L’Afrique est un continent dont vous avez été chassés par les Français, il y 100 ans. Est-ce que ce n’est pas aussi une raison pour laquelle vos compatriotes ne sont pas pressés de venir aider les Français en Afrique ?

Non. Au début des années 1960 au moment de l’indépendance du Congo belge, il y avait les images du roi Baudouin auquel un manifestant congolais avait volé le sabre et il y avait des titres de la presse allemande qui disait « Allemands, soyez heureux qu’on n’ait plus de colonies ».

Donc en 1960, la plupart des Allemands ne regrettaient pas d’avoir perdu les colonies, plutôt ils pensaient qu’on était soulagés de ne pas avoir à gérer maintenant une ère postcoloniale.

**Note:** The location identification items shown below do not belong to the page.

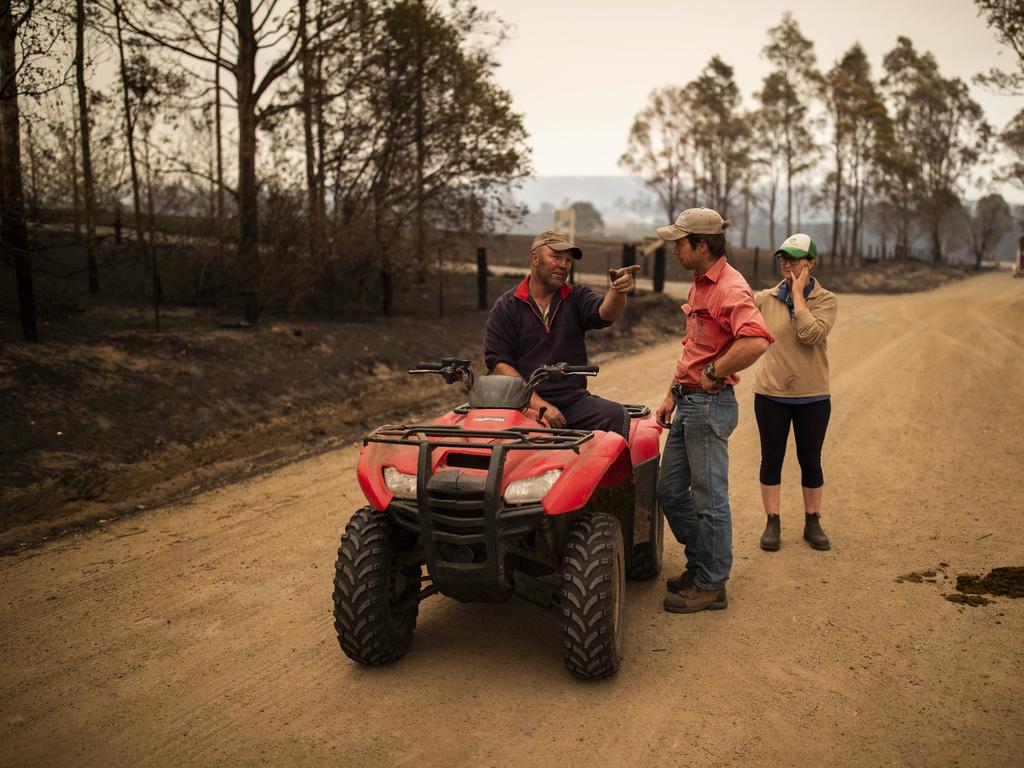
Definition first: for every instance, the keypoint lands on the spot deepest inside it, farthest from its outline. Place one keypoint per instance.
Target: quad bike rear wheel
(592, 596)
(376, 590)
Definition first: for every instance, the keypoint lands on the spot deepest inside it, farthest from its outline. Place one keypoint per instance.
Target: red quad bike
(497, 504)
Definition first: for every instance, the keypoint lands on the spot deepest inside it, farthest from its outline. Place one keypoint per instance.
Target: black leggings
(810, 421)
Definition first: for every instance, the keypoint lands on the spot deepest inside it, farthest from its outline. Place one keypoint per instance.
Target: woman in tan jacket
(792, 386)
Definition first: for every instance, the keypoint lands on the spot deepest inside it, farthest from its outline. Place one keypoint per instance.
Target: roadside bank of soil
(105, 417)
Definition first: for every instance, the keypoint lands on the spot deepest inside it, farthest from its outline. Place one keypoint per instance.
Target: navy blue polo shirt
(517, 335)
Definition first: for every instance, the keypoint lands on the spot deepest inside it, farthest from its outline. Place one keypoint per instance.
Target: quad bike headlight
(530, 488)
(399, 483)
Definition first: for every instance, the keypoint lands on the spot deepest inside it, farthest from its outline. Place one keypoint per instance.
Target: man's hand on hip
(666, 410)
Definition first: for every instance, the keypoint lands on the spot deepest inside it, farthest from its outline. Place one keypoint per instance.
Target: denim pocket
(724, 417)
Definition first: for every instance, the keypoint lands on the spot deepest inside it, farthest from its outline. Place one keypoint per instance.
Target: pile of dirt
(971, 588)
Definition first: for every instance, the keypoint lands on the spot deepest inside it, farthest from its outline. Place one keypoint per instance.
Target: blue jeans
(693, 486)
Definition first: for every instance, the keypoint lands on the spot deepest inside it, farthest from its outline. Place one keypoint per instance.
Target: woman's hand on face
(802, 276)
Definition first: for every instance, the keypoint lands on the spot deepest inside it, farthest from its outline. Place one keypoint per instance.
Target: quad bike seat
(499, 391)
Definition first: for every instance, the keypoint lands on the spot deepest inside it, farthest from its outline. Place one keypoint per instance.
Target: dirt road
(201, 634)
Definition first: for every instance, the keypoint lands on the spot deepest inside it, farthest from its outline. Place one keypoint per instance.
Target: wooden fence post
(658, 279)
(481, 279)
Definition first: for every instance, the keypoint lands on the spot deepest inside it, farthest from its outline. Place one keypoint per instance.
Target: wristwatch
(711, 374)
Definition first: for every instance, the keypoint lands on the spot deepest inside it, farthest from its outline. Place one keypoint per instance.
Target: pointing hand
(622, 280)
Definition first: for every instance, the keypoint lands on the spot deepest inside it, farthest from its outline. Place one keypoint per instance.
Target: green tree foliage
(938, 135)
(1007, 17)
(656, 150)
(449, 140)
(986, 225)
(858, 119)
(785, 98)
(721, 136)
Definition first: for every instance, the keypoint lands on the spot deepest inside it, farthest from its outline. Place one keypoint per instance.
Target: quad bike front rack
(462, 519)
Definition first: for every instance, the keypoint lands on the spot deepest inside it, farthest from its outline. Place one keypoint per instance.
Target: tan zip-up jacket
(797, 365)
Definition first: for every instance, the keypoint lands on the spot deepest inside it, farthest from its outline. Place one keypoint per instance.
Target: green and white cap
(798, 247)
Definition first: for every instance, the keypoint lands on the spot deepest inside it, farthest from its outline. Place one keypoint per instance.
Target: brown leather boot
(813, 534)
(692, 599)
(679, 583)
(770, 540)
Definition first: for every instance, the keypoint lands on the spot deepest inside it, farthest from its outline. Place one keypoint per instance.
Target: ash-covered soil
(104, 416)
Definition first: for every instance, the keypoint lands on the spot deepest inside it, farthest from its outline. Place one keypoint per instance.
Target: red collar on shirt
(522, 290)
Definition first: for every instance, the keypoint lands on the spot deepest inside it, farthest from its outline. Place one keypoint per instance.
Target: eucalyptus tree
(770, 146)
(720, 134)
(1007, 17)
(658, 151)
(448, 141)
(938, 134)
(31, 32)
(84, 130)
(986, 225)
(857, 116)
(786, 96)
(255, 42)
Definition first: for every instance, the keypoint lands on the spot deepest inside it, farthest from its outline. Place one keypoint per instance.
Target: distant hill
(631, 210)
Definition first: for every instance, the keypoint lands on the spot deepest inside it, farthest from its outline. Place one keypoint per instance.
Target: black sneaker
(813, 534)
(770, 540)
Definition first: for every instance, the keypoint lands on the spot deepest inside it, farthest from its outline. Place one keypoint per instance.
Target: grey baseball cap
(694, 221)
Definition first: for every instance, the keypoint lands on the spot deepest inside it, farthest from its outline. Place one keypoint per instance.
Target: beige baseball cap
(694, 221)
(556, 242)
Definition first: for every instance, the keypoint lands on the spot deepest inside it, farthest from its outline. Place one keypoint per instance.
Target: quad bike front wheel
(376, 590)
(592, 596)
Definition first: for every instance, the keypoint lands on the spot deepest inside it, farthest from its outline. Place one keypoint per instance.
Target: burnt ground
(104, 417)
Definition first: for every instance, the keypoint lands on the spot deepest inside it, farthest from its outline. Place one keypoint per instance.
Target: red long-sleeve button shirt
(719, 310)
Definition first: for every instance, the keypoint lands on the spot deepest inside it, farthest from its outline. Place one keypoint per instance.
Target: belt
(681, 390)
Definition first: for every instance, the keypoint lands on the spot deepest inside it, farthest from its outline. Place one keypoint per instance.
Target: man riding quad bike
(495, 504)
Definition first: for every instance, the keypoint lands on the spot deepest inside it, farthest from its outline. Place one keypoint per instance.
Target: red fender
(645, 439)
(372, 478)
(577, 484)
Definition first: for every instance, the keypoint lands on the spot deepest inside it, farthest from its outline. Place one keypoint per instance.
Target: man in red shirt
(725, 334)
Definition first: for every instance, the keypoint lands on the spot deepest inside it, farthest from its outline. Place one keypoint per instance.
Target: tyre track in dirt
(201, 634)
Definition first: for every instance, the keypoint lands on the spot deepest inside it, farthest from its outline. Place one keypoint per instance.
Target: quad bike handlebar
(454, 369)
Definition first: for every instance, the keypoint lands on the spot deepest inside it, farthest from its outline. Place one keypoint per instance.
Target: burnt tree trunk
(248, 194)
(83, 119)
(13, 232)
(312, 215)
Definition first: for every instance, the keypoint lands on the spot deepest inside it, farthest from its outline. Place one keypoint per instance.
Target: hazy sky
(580, 70)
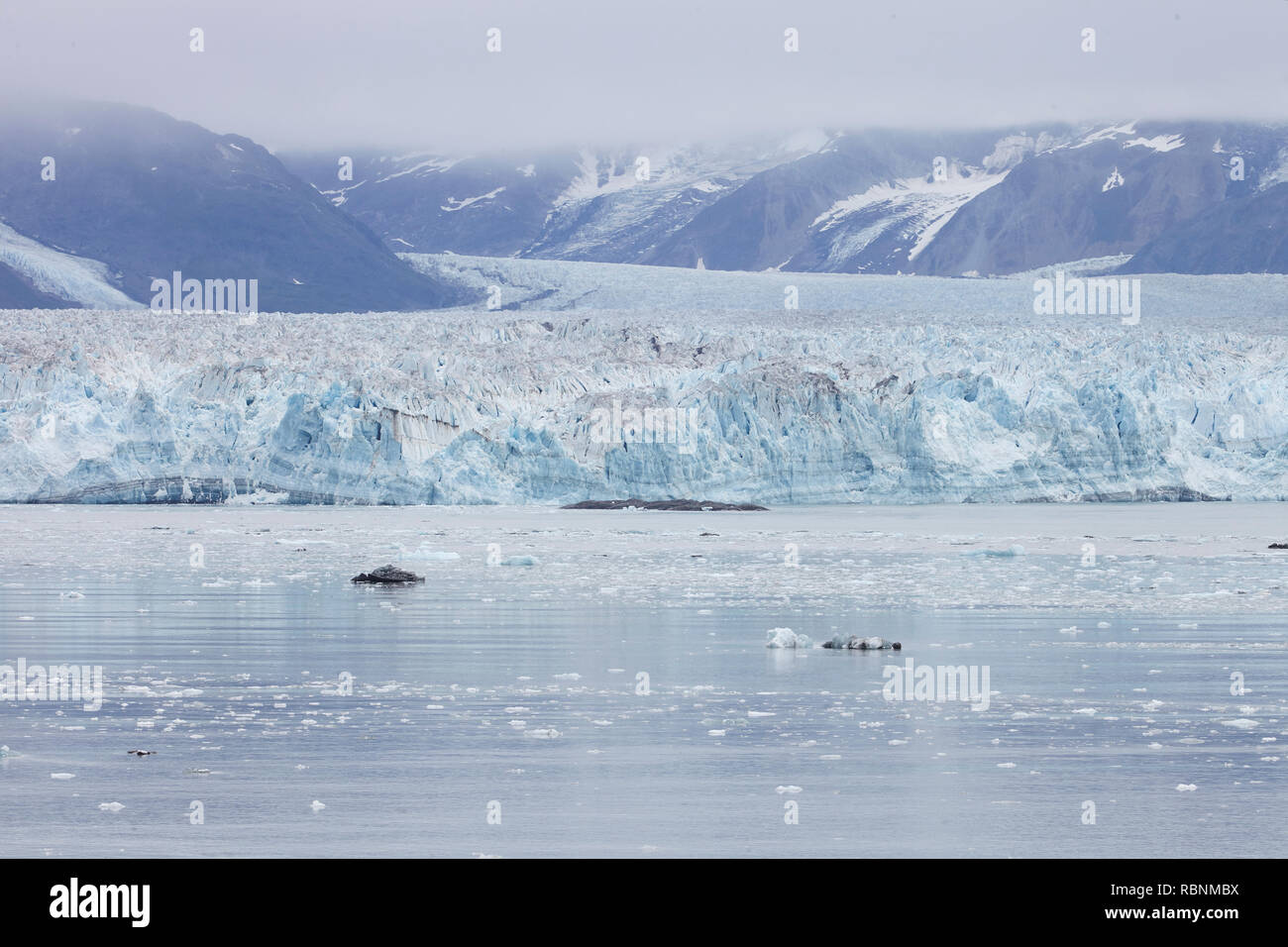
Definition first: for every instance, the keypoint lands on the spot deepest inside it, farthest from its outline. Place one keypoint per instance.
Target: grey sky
(415, 73)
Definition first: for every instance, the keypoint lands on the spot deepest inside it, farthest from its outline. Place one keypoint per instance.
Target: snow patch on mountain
(1157, 142)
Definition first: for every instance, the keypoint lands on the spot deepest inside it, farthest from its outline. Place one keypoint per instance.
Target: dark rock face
(859, 643)
(150, 195)
(674, 505)
(387, 575)
(1241, 235)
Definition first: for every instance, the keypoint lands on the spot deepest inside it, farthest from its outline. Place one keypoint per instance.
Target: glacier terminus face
(913, 403)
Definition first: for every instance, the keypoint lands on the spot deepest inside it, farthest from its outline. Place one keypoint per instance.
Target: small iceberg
(1009, 553)
(522, 561)
(786, 638)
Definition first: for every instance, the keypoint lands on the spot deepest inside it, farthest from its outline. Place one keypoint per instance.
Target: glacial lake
(614, 696)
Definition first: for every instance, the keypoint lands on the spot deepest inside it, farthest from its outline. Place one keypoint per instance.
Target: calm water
(226, 637)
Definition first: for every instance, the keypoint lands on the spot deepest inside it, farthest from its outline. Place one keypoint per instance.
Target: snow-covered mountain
(98, 200)
(947, 390)
(879, 201)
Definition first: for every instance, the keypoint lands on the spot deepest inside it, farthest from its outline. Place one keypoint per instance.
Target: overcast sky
(416, 73)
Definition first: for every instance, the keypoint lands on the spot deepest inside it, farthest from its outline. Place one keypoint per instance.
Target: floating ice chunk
(786, 638)
(1009, 553)
(426, 553)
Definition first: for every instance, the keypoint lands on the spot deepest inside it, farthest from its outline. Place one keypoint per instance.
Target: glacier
(954, 393)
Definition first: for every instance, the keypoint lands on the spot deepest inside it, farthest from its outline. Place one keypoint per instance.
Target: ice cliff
(515, 408)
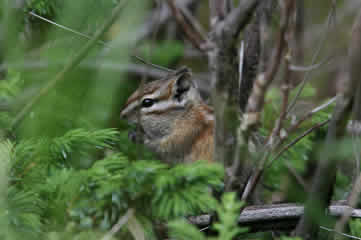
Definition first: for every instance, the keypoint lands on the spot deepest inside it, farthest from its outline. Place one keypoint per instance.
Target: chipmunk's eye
(148, 102)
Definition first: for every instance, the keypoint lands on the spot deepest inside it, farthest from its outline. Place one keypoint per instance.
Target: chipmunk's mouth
(137, 135)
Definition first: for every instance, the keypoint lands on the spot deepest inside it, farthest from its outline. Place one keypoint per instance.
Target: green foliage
(174, 50)
(227, 228)
(228, 213)
(43, 7)
(172, 192)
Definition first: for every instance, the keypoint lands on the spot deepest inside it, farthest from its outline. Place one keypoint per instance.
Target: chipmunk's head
(157, 106)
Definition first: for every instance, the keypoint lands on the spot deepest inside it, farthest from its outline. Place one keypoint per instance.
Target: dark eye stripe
(148, 102)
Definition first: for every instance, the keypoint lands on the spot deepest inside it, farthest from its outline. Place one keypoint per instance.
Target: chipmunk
(174, 121)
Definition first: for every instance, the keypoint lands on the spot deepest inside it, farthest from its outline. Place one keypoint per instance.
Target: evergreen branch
(69, 67)
(122, 220)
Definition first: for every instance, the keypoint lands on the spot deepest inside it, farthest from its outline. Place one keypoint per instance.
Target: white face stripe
(162, 106)
(155, 95)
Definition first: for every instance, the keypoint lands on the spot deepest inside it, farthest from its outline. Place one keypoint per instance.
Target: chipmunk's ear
(183, 83)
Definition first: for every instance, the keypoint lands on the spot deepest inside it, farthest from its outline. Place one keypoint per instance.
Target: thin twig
(294, 126)
(274, 216)
(190, 28)
(116, 227)
(256, 100)
(340, 233)
(70, 66)
(314, 57)
(105, 44)
(324, 62)
(296, 140)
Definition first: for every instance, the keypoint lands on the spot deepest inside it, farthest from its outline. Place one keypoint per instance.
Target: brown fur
(180, 132)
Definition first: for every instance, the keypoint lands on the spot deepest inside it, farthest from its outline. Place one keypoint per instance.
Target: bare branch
(189, 26)
(238, 18)
(322, 184)
(256, 100)
(330, 18)
(274, 217)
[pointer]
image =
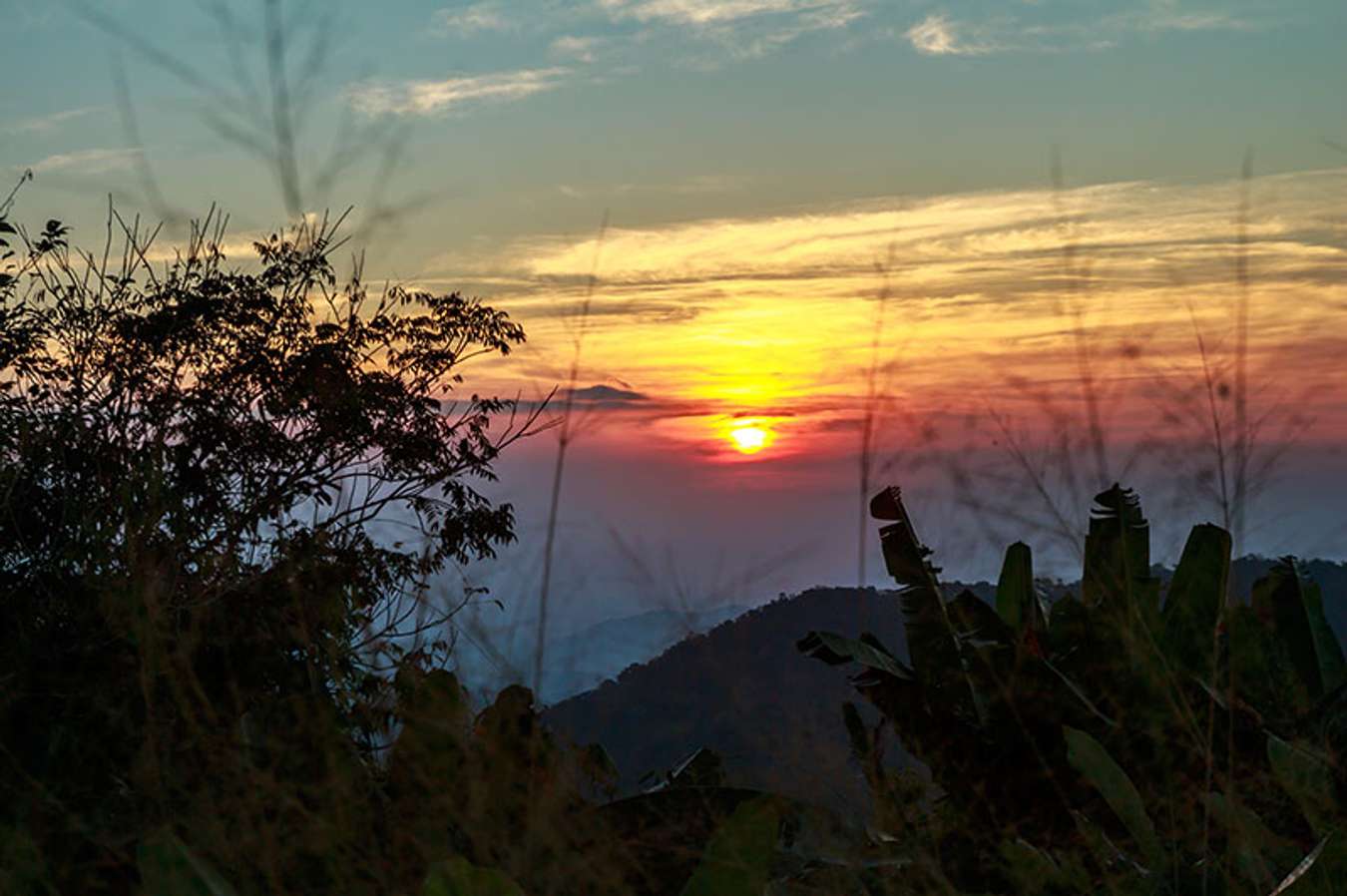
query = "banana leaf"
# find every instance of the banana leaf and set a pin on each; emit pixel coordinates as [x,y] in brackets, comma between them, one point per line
[1296,610]
[1195,600]
[1308,779]
[1019,603]
[1090,757]
[1117,569]
[738,857]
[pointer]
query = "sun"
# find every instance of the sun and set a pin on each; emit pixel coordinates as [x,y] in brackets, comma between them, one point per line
[749,438]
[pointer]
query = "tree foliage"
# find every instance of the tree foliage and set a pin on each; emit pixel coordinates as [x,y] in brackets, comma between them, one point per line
[200,599]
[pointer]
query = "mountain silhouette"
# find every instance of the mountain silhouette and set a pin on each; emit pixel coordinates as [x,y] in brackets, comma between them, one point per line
[774,715]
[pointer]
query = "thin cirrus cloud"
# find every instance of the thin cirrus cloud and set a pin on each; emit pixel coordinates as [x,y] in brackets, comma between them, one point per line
[87,162]
[47,123]
[936,35]
[451,95]
[940,34]
[473,18]
[743,29]
[776,311]
[704,12]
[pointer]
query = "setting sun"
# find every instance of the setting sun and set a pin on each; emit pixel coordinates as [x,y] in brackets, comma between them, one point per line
[750,438]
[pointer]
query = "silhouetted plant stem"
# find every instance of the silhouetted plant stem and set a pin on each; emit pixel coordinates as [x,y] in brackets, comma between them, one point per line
[1238,518]
[868,423]
[563,442]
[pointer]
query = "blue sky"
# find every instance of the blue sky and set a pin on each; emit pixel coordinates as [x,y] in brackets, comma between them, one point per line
[536,115]
[756,161]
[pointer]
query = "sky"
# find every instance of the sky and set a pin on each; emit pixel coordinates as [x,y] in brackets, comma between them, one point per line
[761,227]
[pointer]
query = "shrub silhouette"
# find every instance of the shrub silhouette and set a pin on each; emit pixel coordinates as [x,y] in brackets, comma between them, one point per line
[199,616]
[1117,742]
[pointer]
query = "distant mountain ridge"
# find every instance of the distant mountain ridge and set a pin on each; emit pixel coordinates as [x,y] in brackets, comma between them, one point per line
[773,714]
[584,660]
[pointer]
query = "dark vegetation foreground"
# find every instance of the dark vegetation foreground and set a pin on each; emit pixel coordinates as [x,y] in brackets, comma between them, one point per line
[220,676]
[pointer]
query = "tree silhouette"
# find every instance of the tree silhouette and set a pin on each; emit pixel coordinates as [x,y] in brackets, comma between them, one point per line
[196,597]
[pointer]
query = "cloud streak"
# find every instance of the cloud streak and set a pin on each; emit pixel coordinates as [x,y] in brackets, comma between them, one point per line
[88,162]
[427,99]
[940,34]
[474,18]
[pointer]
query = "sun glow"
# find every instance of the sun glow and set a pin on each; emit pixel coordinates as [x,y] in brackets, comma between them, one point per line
[750,437]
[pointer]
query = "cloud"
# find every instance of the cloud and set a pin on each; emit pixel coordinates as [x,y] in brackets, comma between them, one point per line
[769,311]
[608,395]
[940,34]
[51,122]
[703,12]
[470,19]
[88,162]
[437,97]
[743,29]
[936,35]
[576,47]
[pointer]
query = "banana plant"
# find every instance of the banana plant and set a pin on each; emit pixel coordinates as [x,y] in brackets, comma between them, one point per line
[1177,745]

Donc le message des Allemands aux Français, c’est peut-être « vous avez voulu rester en Afrique, débrouillez-vous » ?

Oui (rires), un peu. Peut-être, oui.

L’Allemagne est présente au Mali mais pas du tout en Centrafrique. Pourquoi ?

Là, il est question uniquement d’un soutien logistique, transport aérien. Le gouvernement doit procéder de manière très prudente parce que dans les médias et dans le public, il y la crainte qu’après l’aventure – si j’ose l’appeler ainsi — en Afghanistan, que maintenant il y aura de nouvelles aventures en Afrique. Et il y a une crainte particulière parce que nous avons l’impression que nous ne connaissons pas suffisamment bien l’Afrique pour prendre les bonnes décisions.

Mais quand il y a des risques de massacres à grande échelle comme aujourd’hui en Centrafrique, est-ce que l’opinion publique allemande ne se sent pas concernée comme beaucoup d’autres ?

Oui, quand même. Du point de vue humanitaire, les gens sont disposés à faire des donations à la Croix-Rouge, etc. Mais le réflexe, nous, Allemands, devant intervenir, c’est relativement peu de gens qui pensent comme çà.

Donc l’Union européenne reste à faire ?

Oui mais ces derniers jours, en marge de la conférence de Munich sur la sécurité, le président de la République qui est une personnalité hautement respectée par tout le monde a fait un discours très important, qui essaie d’expliquer aux Allemands que nous sommes un pays extrêmement mondialisé par notre commerce extérieur et nous devons aussi faire une contribution à la stabilité internationale.

C’est un processus pédagogique qui avance lentement et on peut s’attendre à des changements, mais pas de manière drastique.